Ameryka Raport z kampanii USA Stany Zjednoczone Wybory

„Pierwsza tura” dla Bidena*, a w drugiej bez zmian

JAKUB GRACA

14 grudnia 2020 roku Kolegium Elektorskie dokonało wyboru Joe Bidena na 46. Prezydenta Stanów Zjednoczonych. Żaden elektor nie zdecydował się zmienić zdania (faithless electors), w związku z czym ostateczny wynik jest zgodny z przewidywaniami. Wiceprezydentką została wybrana Kamala Harris. Głosy z poszczególnych stanów zostaną przesłane do Waszyngtonu oraz policzone 6 stycznia na wspólnym posiedzeniu obu izb nowo wybranego Kongresu. Następnie urzędujący wiceprezydent Mike Pence obwieści oficjalnie wynik wyborów[1]. 20 stycznia 2021 r. odbędzie się inauguracja oraz zaprzysiężenie nowego prezydenta.

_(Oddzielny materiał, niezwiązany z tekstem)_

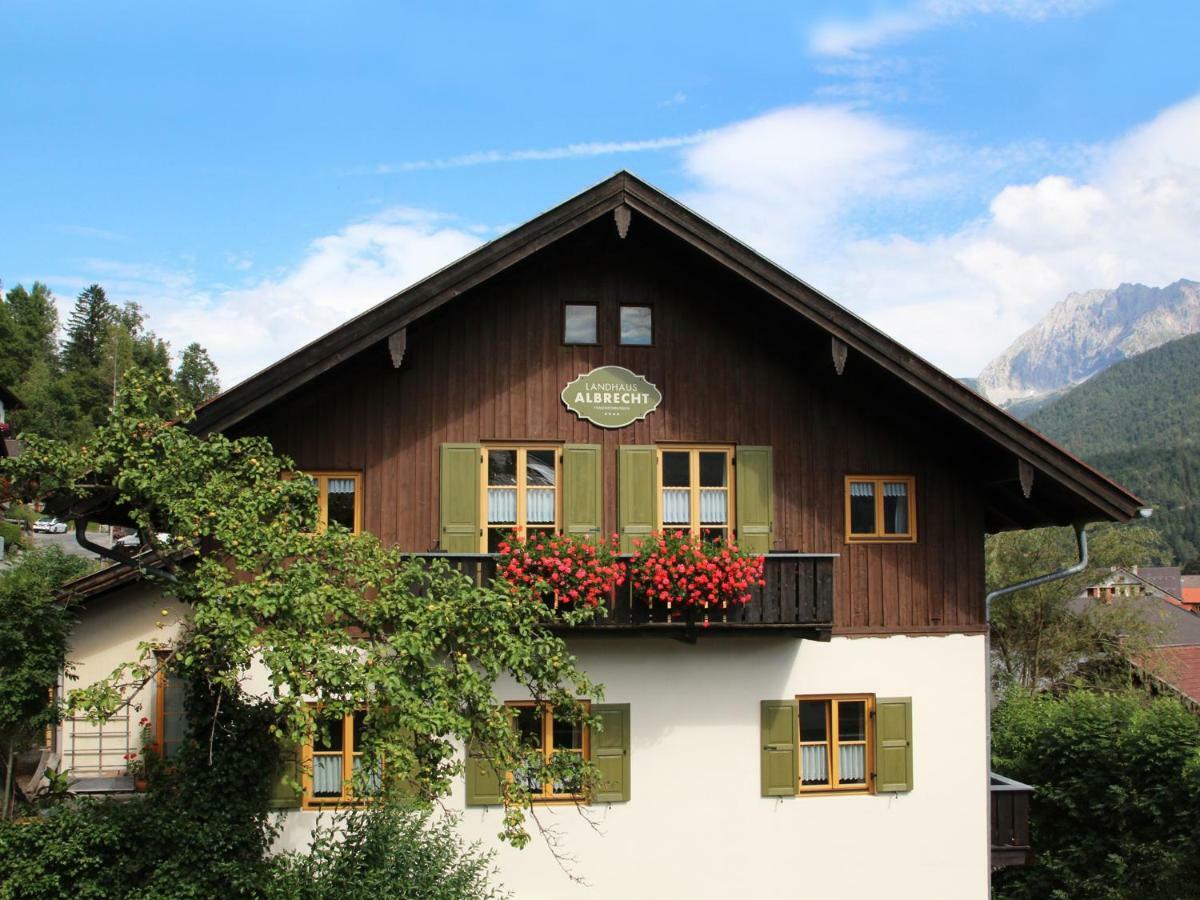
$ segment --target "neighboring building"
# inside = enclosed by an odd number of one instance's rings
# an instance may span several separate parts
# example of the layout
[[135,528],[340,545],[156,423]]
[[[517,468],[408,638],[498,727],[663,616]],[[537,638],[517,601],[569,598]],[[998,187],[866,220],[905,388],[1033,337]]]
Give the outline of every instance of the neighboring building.
[[24,409],[21,398],[8,388],[0,386],[0,456],[20,456],[21,442],[13,437],[12,425],[8,421],[10,413]]
[[1087,588],[1087,596],[1158,597],[1191,612],[1200,612],[1200,576],[1183,575],[1179,566],[1113,566],[1111,574]]
[[[621,387],[564,399],[612,366],[628,373],[593,380]],[[522,715],[604,771],[598,829],[569,804],[539,811],[591,887],[535,840],[499,848],[521,897],[774,894],[791,878],[814,895],[983,900],[984,534],[1142,505],[626,173],[215,398],[193,427],[269,437],[318,478],[324,516],[415,553],[471,558],[513,527],[626,546],[668,527],[767,554],[768,587],[730,621],[667,623],[624,594],[569,635],[608,727],[592,741]],[[169,642],[187,614],[124,570],[74,588],[81,681],[139,640]],[[67,723],[66,764],[119,778],[141,715],[170,742],[169,682],[111,734]],[[326,758],[305,796],[280,796],[286,846],[337,799],[326,769],[351,763]],[[467,838],[494,843],[497,793],[472,769],[448,798]]]

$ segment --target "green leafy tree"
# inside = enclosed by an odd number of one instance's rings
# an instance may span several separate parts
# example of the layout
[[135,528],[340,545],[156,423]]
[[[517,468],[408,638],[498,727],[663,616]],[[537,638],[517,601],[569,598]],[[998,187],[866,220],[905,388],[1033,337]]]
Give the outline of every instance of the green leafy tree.
[[53,435],[76,444],[92,428],[91,418],[79,406],[79,398],[70,382],[54,371],[46,359],[35,359],[17,388],[25,408],[13,413],[13,427],[19,434]]
[[95,370],[100,365],[109,326],[117,320],[117,307],[98,284],[84,288],[67,319],[63,364],[68,371]]
[[[1127,658],[1146,656],[1156,643],[1154,627],[1129,602],[1118,598],[1083,605],[1077,598],[1112,566],[1163,561],[1169,551],[1162,538],[1142,525],[1101,526],[1088,533],[1091,564],[1086,571],[1008,594],[993,604],[993,677],[999,689],[1127,683]],[[988,590],[1069,566],[1075,553],[1069,528],[992,535],[986,547]]]
[[179,392],[180,400],[191,407],[199,406],[221,392],[217,364],[212,361],[208,351],[194,341],[187,345],[179,358],[179,368],[175,370],[175,389]]
[[[168,552],[209,552],[173,564],[164,591],[188,604],[191,621],[171,662],[214,696],[242,696],[251,661],[261,663],[276,699],[274,730],[300,743],[323,715],[366,709],[361,770],[387,760],[388,795],[445,795],[464,770],[472,743],[498,772],[529,760],[493,690],[507,675],[568,721],[595,725],[578,698],[600,697],[575,664],[556,623],[579,623],[591,609],[558,611],[540,597],[481,587],[445,561],[426,562],[370,534],[317,529],[312,481],[262,438],[197,437],[158,414],[178,408],[170,380],[132,370],[111,420],[83,447],[30,438],[0,462],[11,488],[60,501],[115,504],[149,533],[174,536]],[[219,549],[218,549],[219,548]],[[112,715],[153,677],[149,646],[73,703]],[[555,754],[545,780],[586,794],[592,764]],[[503,837],[529,840],[530,798],[522,780],[503,785]],[[534,817],[536,824],[536,817]]]
[[55,589],[91,564],[57,547],[22,553],[0,571],[0,747],[4,794],[0,818],[12,811],[13,761],[58,721],[50,700],[66,656],[72,617]]
[[0,303],[0,384],[16,390],[33,365],[56,363],[57,332],[58,310],[46,285],[10,290]]
[[1200,720],[1138,691],[1014,691],[992,762],[1034,787],[1035,864],[993,877],[1003,900],[1185,900],[1200,855]]

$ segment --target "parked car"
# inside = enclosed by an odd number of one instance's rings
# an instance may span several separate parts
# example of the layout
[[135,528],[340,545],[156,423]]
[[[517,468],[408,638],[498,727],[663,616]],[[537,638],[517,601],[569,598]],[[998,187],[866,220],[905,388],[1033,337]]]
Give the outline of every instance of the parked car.
[[60,522],[53,516],[46,516],[33,523],[33,530],[42,534],[66,534],[67,523]]
[[[171,543],[171,535],[165,531],[160,531],[154,536],[160,544]],[[120,547],[122,550],[137,550],[142,546],[142,537],[136,531],[131,531],[124,537],[119,537],[113,541],[114,547]]]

Proces przekazania władzy (transition of power) rozpoczął się z pewnym opóźnieniem w stosunku do dotychczasowej praktyki. Dopiero 23 listopada General Services Administration (GSA), wcześniej mało znana agencja federalna odpowiedzialna m.in. za formalne rozpoczęcie transition, uznała zwycięstwo Joe Bidena udostępniając prezydentowi-elektowi oraz jego zespołowi ds. przekazania władzy przewidziane prawem zasoby państwowe, nadając im tym samym dostęp do funduszy federalnych. W tym samym dniu Donald Trump potwierdził na Twitterze, że zaaprobował ruch GSA, jednocześnie zapowiadając kontynuowanie „dobrej walki”.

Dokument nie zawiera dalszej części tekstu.